CenturyLink

Kim Lindros

Can Cloud Systems Meet Demand During Disaster Response?

The number of natural disasters is on the rise worldwide, dominating news cycles and increasing anxiety within the vulnerable communities involved. Each year, we experience more powerful hurricanes, massive wildfires and damaging tornadoes—all of which hit with some degree of unpredictability.

In October 2018, many ignored Hurricane Michael when it was a minor storm in the Gulf of Mexico. A few days later it made landfall as the third most powerful hurricane the Atlantic ever experienced, causing an estimated $25 billion in damage. In November, Northern California’s Camp Fire quickly spread through the town of Paradise within hours of starting, eventually destroying over 18,000 structures. Combined, these disasters claimed over 150 lives.

When events of this magnitude are underway, emergency management personnel scramble to adapt to changing conditions while locating resources and making critical decisions. First responders need to know in real time where to focus their relief efforts. Which areas need immediate attention? Which medical facilities can take additional patients? They need current information on the availability of fuel, hotel rooms and home rentals, and how to divert drivers to less congested routes.

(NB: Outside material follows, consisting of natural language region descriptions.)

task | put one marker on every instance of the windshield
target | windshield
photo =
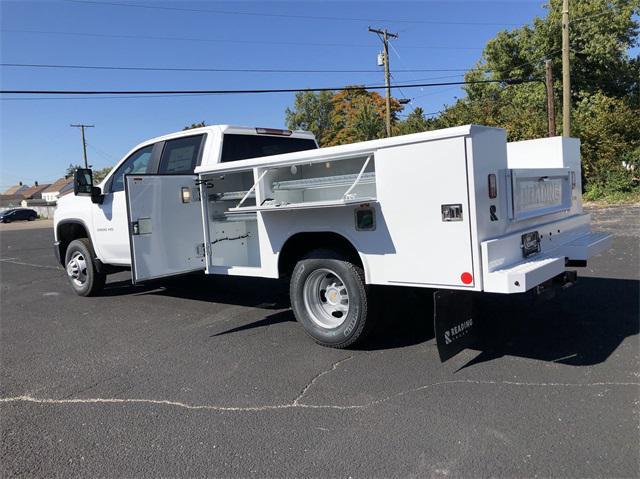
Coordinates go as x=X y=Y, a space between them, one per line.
x=240 y=147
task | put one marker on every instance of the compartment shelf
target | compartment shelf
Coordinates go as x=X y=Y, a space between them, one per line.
x=324 y=182
x=301 y=206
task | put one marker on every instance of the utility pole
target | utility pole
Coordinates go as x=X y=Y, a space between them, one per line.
x=551 y=111
x=385 y=35
x=84 y=142
x=566 y=78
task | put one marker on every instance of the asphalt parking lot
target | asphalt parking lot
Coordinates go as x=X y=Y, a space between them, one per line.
x=213 y=377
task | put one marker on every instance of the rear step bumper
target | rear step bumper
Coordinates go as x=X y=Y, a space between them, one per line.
x=522 y=275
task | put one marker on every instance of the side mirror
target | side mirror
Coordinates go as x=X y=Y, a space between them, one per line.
x=83 y=185
x=83 y=182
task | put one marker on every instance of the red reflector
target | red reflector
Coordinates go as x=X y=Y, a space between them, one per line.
x=273 y=131
x=493 y=186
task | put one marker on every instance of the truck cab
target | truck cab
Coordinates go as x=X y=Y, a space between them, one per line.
x=101 y=217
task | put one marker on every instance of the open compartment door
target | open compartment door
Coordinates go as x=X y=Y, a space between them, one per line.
x=165 y=225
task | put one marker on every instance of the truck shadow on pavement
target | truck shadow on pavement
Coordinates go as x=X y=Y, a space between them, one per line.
x=581 y=326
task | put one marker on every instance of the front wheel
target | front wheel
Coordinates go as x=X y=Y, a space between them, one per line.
x=81 y=271
x=330 y=299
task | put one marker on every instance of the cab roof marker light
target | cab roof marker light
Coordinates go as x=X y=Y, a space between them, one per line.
x=273 y=131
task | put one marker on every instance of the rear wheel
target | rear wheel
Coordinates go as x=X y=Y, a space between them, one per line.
x=81 y=271
x=330 y=299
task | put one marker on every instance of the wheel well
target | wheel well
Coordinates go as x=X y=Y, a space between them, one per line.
x=300 y=244
x=67 y=232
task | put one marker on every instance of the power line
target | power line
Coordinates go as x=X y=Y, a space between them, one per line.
x=216 y=70
x=280 y=15
x=217 y=40
x=509 y=81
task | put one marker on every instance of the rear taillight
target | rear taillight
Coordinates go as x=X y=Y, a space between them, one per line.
x=493 y=186
x=273 y=131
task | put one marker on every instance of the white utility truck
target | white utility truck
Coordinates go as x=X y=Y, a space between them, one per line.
x=457 y=209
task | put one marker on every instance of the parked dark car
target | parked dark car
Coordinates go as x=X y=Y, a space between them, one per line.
x=17 y=214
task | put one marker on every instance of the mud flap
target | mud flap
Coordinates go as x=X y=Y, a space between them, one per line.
x=454 y=322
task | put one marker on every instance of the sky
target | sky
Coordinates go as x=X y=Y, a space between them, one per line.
x=37 y=143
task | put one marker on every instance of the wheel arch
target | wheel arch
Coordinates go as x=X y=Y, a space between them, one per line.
x=299 y=244
x=69 y=230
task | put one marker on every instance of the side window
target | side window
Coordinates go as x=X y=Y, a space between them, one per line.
x=136 y=163
x=180 y=156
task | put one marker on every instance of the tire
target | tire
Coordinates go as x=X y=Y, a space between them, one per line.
x=330 y=299
x=83 y=277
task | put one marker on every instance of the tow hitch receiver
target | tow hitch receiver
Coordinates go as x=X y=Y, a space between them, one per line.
x=564 y=280
x=454 y=322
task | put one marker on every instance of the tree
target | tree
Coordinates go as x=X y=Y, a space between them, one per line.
x=605 y=88
x=311 y=112
x=195 y=125
x=359 y=115
x=415 y=122
x=71 y=169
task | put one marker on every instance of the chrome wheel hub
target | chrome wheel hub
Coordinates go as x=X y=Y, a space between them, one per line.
x=77 y=269
x=326 y=298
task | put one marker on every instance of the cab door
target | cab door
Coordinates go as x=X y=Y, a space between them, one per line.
x=165 y=225
x=110 y=228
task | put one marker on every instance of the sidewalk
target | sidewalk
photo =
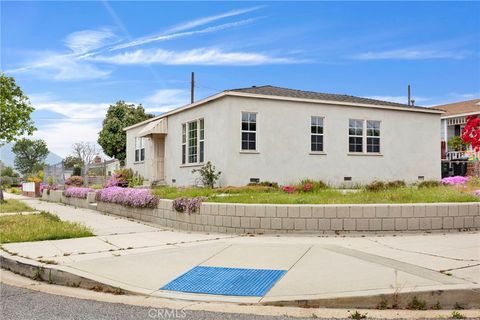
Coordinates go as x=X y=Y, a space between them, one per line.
x=143 y=259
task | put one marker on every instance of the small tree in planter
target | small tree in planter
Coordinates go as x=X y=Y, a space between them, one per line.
x=471 y=132
x=208 y=174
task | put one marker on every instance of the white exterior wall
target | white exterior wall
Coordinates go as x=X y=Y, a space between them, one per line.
x=409 y=144
x=143 y=168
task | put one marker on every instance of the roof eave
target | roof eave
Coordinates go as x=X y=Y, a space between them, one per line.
x=261 y=96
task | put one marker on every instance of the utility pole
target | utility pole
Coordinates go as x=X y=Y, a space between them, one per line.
x=409 y=101
x=192 y=88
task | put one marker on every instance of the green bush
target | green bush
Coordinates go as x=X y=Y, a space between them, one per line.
x=208 y=175
x=6 y=181
x=417 y=304
x=395 y=184
x=375 y=186
x=429 y=184
x=264 y=184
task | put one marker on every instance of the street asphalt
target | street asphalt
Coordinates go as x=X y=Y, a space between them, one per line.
x=23 y=304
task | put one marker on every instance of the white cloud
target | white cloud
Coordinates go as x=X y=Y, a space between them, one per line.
x=72 y=110
x=61 y=134
x=201 y=56
x=198 y=22
x=164 y=100
x=410 y=54
x=171 y=36
x=62 y=67
x=88 y=40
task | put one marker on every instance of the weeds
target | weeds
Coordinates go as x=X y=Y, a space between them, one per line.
x=417 y=304
x=357 y=315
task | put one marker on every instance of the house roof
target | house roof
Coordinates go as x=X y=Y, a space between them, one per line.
x=293 y=93
x=284 y=94
x=460 y=108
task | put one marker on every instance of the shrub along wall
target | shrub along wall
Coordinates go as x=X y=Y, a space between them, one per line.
x=241 y=218
x=269 y=218
x=57 y=196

Many experts agree that cloud computing is key to providing the infrastructure required by complex and dynamic disaster management systems and other resources needed during a disaster. Weather forecasting systems use the power of the cloud to track conditions and provide accurate weather data down to the street level. Utility companies can use predictive analysis to pinpoint locations in need of the most urgent repairs.

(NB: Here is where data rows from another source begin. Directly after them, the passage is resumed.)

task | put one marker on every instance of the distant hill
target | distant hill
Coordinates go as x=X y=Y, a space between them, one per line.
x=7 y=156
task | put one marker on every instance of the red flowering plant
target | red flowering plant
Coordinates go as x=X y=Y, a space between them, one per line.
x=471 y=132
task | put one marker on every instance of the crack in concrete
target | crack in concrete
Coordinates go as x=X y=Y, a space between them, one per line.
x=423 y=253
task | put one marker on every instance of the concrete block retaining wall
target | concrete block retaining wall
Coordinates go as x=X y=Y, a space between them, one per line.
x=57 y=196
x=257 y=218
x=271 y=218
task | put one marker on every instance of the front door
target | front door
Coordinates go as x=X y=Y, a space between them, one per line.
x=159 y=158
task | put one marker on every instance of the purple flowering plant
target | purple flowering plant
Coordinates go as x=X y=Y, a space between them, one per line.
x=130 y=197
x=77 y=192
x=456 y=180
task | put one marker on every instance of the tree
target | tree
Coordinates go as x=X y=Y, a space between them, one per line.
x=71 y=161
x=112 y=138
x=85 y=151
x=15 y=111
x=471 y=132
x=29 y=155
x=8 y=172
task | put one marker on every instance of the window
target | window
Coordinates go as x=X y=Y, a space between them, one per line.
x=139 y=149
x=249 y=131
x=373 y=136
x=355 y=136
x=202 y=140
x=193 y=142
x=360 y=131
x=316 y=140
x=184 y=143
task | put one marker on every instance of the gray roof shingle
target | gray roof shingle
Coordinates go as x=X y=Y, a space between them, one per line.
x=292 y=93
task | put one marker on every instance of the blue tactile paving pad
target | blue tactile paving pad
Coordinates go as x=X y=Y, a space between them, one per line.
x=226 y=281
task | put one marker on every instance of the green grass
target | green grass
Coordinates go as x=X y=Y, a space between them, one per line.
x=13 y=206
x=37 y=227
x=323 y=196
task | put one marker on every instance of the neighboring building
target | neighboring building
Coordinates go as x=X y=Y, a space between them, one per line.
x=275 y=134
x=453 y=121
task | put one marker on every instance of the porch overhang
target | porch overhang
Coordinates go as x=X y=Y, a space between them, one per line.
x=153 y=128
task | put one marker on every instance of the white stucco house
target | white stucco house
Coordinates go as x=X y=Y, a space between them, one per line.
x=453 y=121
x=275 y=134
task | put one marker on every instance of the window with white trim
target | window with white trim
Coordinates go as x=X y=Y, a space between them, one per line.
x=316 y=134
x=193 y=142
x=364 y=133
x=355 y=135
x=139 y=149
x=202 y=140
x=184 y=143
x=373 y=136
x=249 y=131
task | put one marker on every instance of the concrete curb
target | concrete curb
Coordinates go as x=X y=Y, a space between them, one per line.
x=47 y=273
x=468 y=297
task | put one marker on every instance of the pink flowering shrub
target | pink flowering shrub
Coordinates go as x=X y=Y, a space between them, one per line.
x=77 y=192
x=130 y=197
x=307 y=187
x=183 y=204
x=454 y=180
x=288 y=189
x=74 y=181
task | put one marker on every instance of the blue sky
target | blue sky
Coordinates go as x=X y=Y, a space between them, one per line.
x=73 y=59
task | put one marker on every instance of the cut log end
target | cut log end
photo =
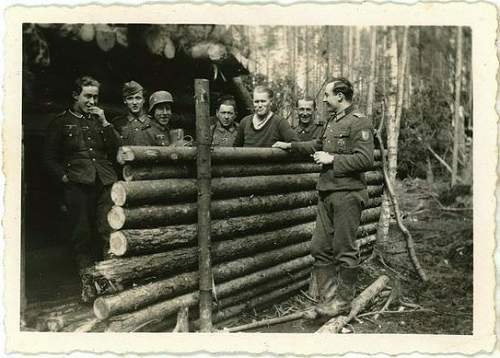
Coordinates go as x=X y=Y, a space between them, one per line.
x=118 y=244
x=118 y=194
x=125 y=154
x=116 y=217
x=101 y=310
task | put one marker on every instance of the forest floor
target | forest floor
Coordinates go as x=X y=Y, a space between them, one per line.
x=440 y=222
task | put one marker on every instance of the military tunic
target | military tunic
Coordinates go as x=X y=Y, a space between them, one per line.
x=309 y=132
x=223 y=137
x=82 y=149
x=341 y=186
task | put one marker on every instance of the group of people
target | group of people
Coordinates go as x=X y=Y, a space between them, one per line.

Cloud platforms, such as Amazon EC2, Google Cloud and Microsoft Azure Cloud, are reliable, scalable and interactive, providing an environment suited to large amounts of computing power over short periods of time. This type of infrastructure is ideal for hosting emergency management systems, where staff can set up discussion boards and share resource lists for anytime, anywhere access.

There is, however, room for improvement.

There isn’t a single emergency management system and there isn’t a single cloud. Systems may be hosted on a public, private or hybrid cloud on one or more platforms, which might or might not communicate. For example, responders need to know where supplies across the country should be routed, but the information may not be readily available if spread across disparate clouds. To be effective during a major event, information needs to move from one cloud to another seamlessly.

Another concern is that connections to a cloud may go down during a power outage, shutting off access to the data and applications stored there.

One potential solution is collaborating clouds with failover. Each cloud should be able to dynamically configure its emergency management resources to be available on demand across multiple clouds and geographical regions, much like private corporate data centers function. This type of flexibility also overcomes local power and connectivity issues to ensure access from any location.

The right clouds, on the right networks, with the right teams of experts can bolster natural disaster emergency management systems, better coordinate emergency response, and move people out of harm’s way more quickly.